Another area in which WHO’s leadership has been very much in evidence during recent months is their rapid review of the evidence and development of WASH sector guidance relating to COVID-19. Once again, whilst water and wastewater haven’t emerged as important or significant transmission routes for the disease, there were concerns among communities and workers that needed to be addressed. In addition, hygiene has emerged as a major component of controlling the spread of the COVID-19 virus. WHO’s statements have been extremely reassuring and helpful to the WASH sector and the communities that are looking for reliable advice. As is common practice for WHO, they drew from a wide body of global experts within the WASH community of practice (such as Dr David Cunliffe from Australia) in developing their response.

In considering the implications for COVID-19 for the WASH sector WHO began by firstly understanding the concerns and questions that needed addressing to help prioritise its review of evidence and development of guidance. Secondly, WHO put together guidance that drew from the best existing evidence and information. Finally, WHO disseminated that information rapidly through their global networks and in multiple languages. As is normal practice for WHO, that guidance is subject to rolling review and revision in response to feedback from its intended audiences – both to incorporate new evidence, and to respond to feedback on user needs. The guidance includes advice on drinking water, sanitation, safety of workers and various aspects of hygiene. Importantly, the guidance is evidence-based, is subjected to extensive scrutiny by a global body of experts, contributors and users, and is proactively disseminated throughout the world. Despite this technical rigour, the guidance was developed and issued rapidly.
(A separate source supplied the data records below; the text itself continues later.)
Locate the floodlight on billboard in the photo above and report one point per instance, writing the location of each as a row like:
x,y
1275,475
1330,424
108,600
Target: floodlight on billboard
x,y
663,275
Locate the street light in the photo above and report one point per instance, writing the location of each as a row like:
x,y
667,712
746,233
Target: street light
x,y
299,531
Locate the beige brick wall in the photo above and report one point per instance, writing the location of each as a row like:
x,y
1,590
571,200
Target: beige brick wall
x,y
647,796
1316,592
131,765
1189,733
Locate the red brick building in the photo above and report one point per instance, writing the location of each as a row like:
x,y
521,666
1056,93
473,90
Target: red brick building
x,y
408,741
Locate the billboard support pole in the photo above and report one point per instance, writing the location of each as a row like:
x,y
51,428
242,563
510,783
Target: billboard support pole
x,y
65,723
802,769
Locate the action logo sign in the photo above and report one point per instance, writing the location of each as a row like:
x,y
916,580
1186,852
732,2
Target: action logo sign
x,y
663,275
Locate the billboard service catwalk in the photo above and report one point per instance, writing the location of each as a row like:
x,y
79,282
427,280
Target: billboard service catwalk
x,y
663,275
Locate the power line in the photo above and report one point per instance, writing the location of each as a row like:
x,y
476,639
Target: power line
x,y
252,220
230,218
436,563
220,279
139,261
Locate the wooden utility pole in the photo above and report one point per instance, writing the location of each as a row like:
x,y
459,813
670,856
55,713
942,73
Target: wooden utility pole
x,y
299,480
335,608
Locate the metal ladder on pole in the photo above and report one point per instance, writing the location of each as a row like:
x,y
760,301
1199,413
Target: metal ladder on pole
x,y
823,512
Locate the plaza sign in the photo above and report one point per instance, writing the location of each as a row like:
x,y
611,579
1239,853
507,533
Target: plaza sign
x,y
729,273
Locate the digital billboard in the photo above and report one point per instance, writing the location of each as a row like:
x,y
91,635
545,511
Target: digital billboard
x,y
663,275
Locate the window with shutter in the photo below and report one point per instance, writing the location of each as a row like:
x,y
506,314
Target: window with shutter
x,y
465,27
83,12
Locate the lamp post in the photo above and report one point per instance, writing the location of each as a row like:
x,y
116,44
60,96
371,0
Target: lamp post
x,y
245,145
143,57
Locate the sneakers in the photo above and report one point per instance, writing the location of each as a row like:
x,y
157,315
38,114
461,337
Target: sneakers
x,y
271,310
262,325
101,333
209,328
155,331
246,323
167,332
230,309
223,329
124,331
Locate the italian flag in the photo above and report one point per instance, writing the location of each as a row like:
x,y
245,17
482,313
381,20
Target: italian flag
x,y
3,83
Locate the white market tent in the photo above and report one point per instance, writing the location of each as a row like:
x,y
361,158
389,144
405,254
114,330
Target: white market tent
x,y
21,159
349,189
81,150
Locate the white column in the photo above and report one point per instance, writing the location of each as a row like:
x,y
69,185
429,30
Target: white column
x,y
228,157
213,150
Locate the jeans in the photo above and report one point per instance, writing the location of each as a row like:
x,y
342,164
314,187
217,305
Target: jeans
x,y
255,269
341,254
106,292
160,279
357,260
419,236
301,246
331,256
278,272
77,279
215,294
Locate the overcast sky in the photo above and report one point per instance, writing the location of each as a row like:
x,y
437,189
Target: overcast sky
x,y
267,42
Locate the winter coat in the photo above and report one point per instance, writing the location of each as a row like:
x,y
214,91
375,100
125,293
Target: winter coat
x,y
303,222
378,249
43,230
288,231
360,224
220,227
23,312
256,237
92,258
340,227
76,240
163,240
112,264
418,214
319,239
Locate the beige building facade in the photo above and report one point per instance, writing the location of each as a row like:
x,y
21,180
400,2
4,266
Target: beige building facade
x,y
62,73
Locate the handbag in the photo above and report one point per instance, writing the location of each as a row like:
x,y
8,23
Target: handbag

The WHO WASH resources are made freely available to all and in many languages. They can be accessed on the internet (here) and a recent update of note is the WASH and COVID-19 resources page. The site can be kept handy for the latest updates and revisions to documents but you can receive automatic updates simply by emailing with the text “subscribe WATERSANITATION” in the body of your email.

There are a wide range of resources available to support WSPs and SSPs. In addition there are various simple guidelines and posters on matters such as hand hygiene and use of gloves. We’ll leave you to browse more at your leisure, as well as to think about how you can contribute your evidence and case studies; and to provide feedback to WHO on the sort of guidance and support that you think is needed.